Gracias por la felicitación.
Respecto a la DUDA 2: tienes toda la razón, un error mío, buen razonamiento.
Muy bueno el programa, Gracias por el aporte.
Nada más lejos, no eres entrometido, te explico es para activar un toldo controlado con un circuito medidor de luz el cual activa un relé al pegarle el sol a la LDR, ese relé seria el pulsador al que me refería, y el circuito que he hecho gracias a tu ayuda es para que en caso de que un día este nublado y haga sol solo3 minutos por ejemplo no se active; Sino que se active el toldo con un mínimo de 10 minutos de luz. (ES COMO EL SENSOR DE LAS LUCES AUTOMATICAS DE UN COCHE) de ahí saque la idea.
Respecto a lo de si estudio inguieneria, te diré que más quisiera yo, solo tengo estudios FP grado medio de electricidad y electromecánica, lo que pasa es que desde pequeño estoy investigando cosas de este tipo ya que me apasiona este mundillo de la electrónica.
De nuevo te agradezco tu ayuda, te are caso haber si algún forero mas dice algo de mi diseño y lo montare, si funciona te prometo que te paso fotos y cuelgo un video en YOUTUBE.
Un saludo compañero.



ELIHU TOVAR dijo:


> a esa idea se puede implementar un contador de 7 segmentos, para visualizar el conteo ya que lo que necesitas  es un circuito de precision.
> 
> otra opcion podria ser utilizando un pic 16f87 ya que el pic internamente se puede disponer con clk(pulso de reloj) y el mismo circuito integrado tiene reset.
> 
> ...



Muchas gracias por tu aporte pero yo no llego a ese nivel de llegar a usar PIC es mucho para mí.
Respecto al contador de siete segmentos creo que te refieres a un display como este no?


Ver el archivo adjunto DISPLAY.pdf

Si te referías ha eso te comento que le iba a colocar a cada salida de las 10 que tiene el CD4017 un pequeño LED de los SMD cada uno representaría un minuto,
aunque eso del display es muy buena idea, ya te digo, es mucho para mí, ya que tengo poco nivel de electrónica. Aunque si me pongo lo hago, que conste, no hay nada imposible de solucionar menos la muerte.
De todas maneras se agradece tu aporte.
Un cordial saludo.


----------



## elosciloscopio (Sep 11, 2009)

Lo siento, me había hecho un gran lio en mi pos anterior.
Necesitamos que en total la frecuencia sea 0.06 hz
Da igual el tiempo que este en cada parte.

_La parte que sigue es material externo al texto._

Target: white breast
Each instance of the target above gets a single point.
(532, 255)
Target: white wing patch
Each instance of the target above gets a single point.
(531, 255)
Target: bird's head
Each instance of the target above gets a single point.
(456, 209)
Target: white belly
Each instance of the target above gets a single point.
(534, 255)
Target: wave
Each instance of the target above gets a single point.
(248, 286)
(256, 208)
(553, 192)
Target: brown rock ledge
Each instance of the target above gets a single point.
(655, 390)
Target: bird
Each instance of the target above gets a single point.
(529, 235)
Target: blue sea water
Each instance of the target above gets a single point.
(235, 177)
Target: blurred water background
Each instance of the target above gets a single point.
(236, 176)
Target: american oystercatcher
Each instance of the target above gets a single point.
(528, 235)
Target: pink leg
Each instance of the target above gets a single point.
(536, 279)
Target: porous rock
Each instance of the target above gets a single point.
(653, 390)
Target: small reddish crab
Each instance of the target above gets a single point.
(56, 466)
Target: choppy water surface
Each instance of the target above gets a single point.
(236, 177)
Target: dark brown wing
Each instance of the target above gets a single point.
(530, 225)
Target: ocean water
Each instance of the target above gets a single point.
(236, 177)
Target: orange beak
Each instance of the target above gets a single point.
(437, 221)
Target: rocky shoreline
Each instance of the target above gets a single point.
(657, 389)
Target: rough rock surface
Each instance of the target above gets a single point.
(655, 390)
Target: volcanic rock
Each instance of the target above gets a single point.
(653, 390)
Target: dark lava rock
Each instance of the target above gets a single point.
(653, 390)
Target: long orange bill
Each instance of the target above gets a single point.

Lo he calculado con la calculadora para el 555 

Ahora no puedo calcular los componentes para esa frecucncia
porque en ese ordenador no tengo ese programa, ni winrar para desomprimir mi propio
archivo, pero intenta calcularlo tu mismo


Saludos


PD; se e habia olvidado: si cuando acaba de contar no se pulsa el boton reset, todo se resetea solo.

PD2; Para conectar un relé a una salida del 4017, necesitas una pequeña etapa de potencia


----------



## lolo2n3055 (Sep 11, 2009)

elosciloscopio dijo:


> Lo siento, me había hecho un gran lio en mi pos anterior.
> Necesitamos que en total la frecuencia sea 0.06 hz
> Da igual el tiempo que este en cada parte.
> 
> ...



No te preocupes ya lo calculo yo,
PD: Ya lo sabía, cuanto termina de contar empieza de nuevo
PD2: Si tenía en mente ponerte un transistor BC548 para poder activar el relé 
Haber si cuando tenga un ratito ( grande) empiezo a montarlo, estate alerta de mis mensajes por si me surge alguna duda sobre el montaje y el funcionamiento.
Espero que me funcione todo correctamente 
Lo dicho anterior mente si logro que funcione cuelgo un video en youtube pa que lo veas.

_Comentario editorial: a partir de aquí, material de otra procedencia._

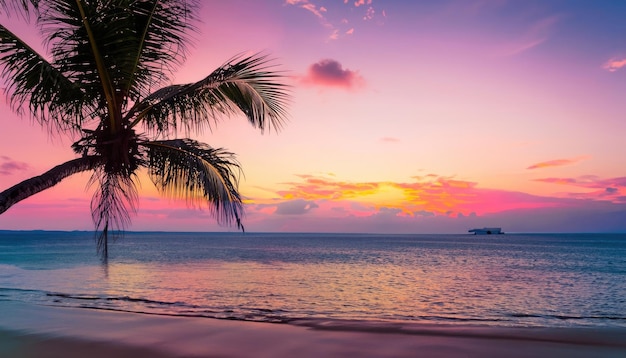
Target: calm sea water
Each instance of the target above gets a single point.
(548, 280)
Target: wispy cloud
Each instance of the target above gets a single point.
(614, 64)
(536, 34)
(340, 25)
(390, 139)
(331, 73)
(9, 166)
(557, 163)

No sé si as leído lo que te conteste dos pos antes que este a las preguntas que me hiciste, lo digo porque no me has dicho nada al respecto.
Un saludo.
Y no te preocupes por el fallo yo tampoco me he dado cuenta ya que tengo poco nobel de electrónica.


----------



## elosciloscopio (Sep 11, 2009)

ok

si, lo he leido, me parece bien.

Que tengas suerte con el montaje!

Saludos


----------



## lolo2n3055 (Sep 11, 2009)

para ELOSCILOSCOPIO:
Gracias por todo. Y ya te contare.
Un saludo.


----------



## phepe (Feb 23, 2010)

Hola he estado viendo tu post... pero no sé si acabste el circuito o no....
¿ Como quedo el tema ?

Un saludo


----------



## lolo2n3055 (Feb 23, 2010)

PHEPE: Gracias por tu preocupación por este tema.
Te cuento, el circuito (esquema) que estuve diseñando lo termine, pero luego por falta de tiempo no pude montarlo, hará un mes decidí en mis ratos libres seguir, pero se me ha ocurrido añadirle un circuito, para poder colocarle un Display 7segmentos, en el cual poder visualizar cada minuto que pasa.(aprox)
La verdad es que ya casi lo tengo, todavía estoy probando con simuladores, pero todavía no he conseguido lo que yo quiero.
Pero no te preocupes que ya casi lo tengo, estate atento a mis comentarios, en breve contare como me fue.
De todas formas pensé grabarlo y hacerle algunas fotitos cuando lo tuviese montado y colgarlas aquí y comentar como me fue.
Bueno ya te contare.
Saludos.


----------



## lolo2n3055 (Jun 23, 2010)

Bueno hace una semana empece a hacer el montaje y ya esta terminado, aunque le faltan algunos detallitos mas. 
Ya paso casi un año desde que empece a investigar como hacer el circuito, pero es que no he tenido tiempo libre, ahora que estoy de vacaciones, lo he podido montar.
Bueno no me enroyo mas, hay van unas fotitos:




Saludos y GRACIAS  todos los que me ayudaron.


----------